まず、精神的な苦労というのは大きかったですね。長く続いてきた歴史のある店だからこそ、「本当に自分が継いで良いのか」「失敗するのではないか」という気持ちになりました。その想いは今でもあって、自問自答するときもあります。

幅広い見識を得るためとはいえ、今までお菓子の製造や販売に関する仕事もしてこなかったわけですから、実務部分での不安は拭えません。また、従業員の方も大勢いますから、彼らに認めてもらえるか、ちゃんと仲良くやっていけるか、ということも常に考えてしまいますね。

あくまでも家業ではなく、叔父のお店になりますので、どうやって継ぐのかという問題もあります。自分が養子として母方の実家に入るのか、それとも事業承継だけするのか、そうした家族間のナイーブな問題にも向き合っていかなければなりません。

 

 自分で自分の背中を押すからこそ、見えてくる世界

――そうした困難を乗り越えるために、出雲さんが現在行っていることを聞かせてください。

精神的な部分に関しては、“継ぐ”ということを積極的に人に話すようにしていますね。そうすれば必然的に、逃げ道が無くなるじゃないですか。「あいつ、継ぐって言ってたのに…」なんて言われるのはさすがに恥ずかしいですから、それを避けるためにも自然と頑張れるようになるんです。ちなみに、こうした取材に応じるのも、より背水の陣になれるように、という個人的な意図が隠されています(笑)。

また、定期的に地元に戻り、家族や叔父とのコミュニケーションを増やすようにもしています。継ぐ方はもちろんですが、継がせる方にも不安はあるわけで、そこはお互いに腹を割って話していきながら、今後の在り方を一緒に考えなければなりません。

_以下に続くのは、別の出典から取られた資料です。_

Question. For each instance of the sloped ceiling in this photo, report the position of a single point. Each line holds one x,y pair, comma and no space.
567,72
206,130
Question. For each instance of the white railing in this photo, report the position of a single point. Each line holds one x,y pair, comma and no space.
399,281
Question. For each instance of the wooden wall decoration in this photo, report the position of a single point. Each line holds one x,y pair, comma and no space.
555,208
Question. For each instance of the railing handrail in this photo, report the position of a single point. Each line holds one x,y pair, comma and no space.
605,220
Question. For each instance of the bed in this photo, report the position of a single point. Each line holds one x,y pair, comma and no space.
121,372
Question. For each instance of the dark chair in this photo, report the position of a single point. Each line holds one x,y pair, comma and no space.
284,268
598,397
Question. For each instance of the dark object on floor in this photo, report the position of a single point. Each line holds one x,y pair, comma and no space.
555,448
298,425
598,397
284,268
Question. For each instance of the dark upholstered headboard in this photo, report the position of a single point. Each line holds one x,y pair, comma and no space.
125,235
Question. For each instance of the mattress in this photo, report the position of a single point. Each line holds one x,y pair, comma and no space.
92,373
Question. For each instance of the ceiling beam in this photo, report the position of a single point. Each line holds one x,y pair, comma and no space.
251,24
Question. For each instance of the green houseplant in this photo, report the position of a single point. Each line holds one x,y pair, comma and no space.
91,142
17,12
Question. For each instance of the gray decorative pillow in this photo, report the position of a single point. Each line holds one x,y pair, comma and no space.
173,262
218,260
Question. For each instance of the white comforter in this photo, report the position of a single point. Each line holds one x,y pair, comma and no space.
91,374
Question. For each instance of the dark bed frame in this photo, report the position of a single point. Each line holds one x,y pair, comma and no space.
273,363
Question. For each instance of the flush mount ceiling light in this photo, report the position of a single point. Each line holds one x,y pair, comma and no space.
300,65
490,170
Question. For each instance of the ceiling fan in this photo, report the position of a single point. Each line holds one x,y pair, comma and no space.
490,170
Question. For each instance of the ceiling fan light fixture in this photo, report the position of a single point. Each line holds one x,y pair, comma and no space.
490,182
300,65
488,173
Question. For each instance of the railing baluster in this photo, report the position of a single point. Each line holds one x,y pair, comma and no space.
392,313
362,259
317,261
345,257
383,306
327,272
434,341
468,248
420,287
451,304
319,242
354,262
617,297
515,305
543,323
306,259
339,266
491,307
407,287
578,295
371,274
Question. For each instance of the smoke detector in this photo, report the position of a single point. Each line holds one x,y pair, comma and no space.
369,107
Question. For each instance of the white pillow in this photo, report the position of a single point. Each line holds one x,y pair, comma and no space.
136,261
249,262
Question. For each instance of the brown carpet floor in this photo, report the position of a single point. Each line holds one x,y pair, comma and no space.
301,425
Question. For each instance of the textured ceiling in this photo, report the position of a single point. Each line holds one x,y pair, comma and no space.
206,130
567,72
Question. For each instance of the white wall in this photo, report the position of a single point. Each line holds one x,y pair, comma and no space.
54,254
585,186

私の場合は、プレゼン資料を作って、今後の事業計画や継ぎ方について説明したこともあります。あとはひたすら勉強ですね。さまざまなビジネスの仕組みについて学んだり、東京にいるからこそ可能なコネクションを構築したり、ある時には一般消費者としてスイーツを味わいながら勉強したり、長崎やカステラの歴史を学ぶ、カステラの作り方を学ぶなど、できることは何でもやっています。とにかくたくさんの情報をインプットしておき、いざ自分が経営者になってからの動き出しをスムーズにできればと考えています。

――逆に、「あの時これをやっておけば良かった」といった反省点などはありますか?

正直、挙げるとキリがないのですが、「今の状態に、1年前になれていたら」と思うことはありますね。継ぐという決心をして、家族ともしっかり話し合い、店のことも勉強し始めたことで、やっと見えてきた世界がたくさんあります。

そして、見えたからこそできること、やらなければいけないこともより明確になってきました。変に急ぐ必要はないとは思いますが、やると決めたらできるだけ早く動いた方が良いと思います。

――最後に、今後事業承継を考えている人たちに向けてメッセージをお願いします。

私自身は継ぐという選択をしましたが、その選択だけが正しい道だとは思っていません。しかし、少しでも心に引っかかる部分があるのであれば、ぜひ一度、真剣に考えてみることをおすすめします。

「なんとなく面倒だし」「どうせ自分には無理だろう」というような感じで、自分の気持ちを押し込めてしまったら、後で絶対に後悔することになるはずです。自分の気持ちに正直になり、意志を大切にする。誰かに頼まれたからやるのではなく、自分でやると決めるからこそ、前を向いて進めるようになるのではないでしょうか。正直ながら、私も現時点では不安しかありません。でも自分で決めたことだからこそ、諦めずに頑張れると信じています。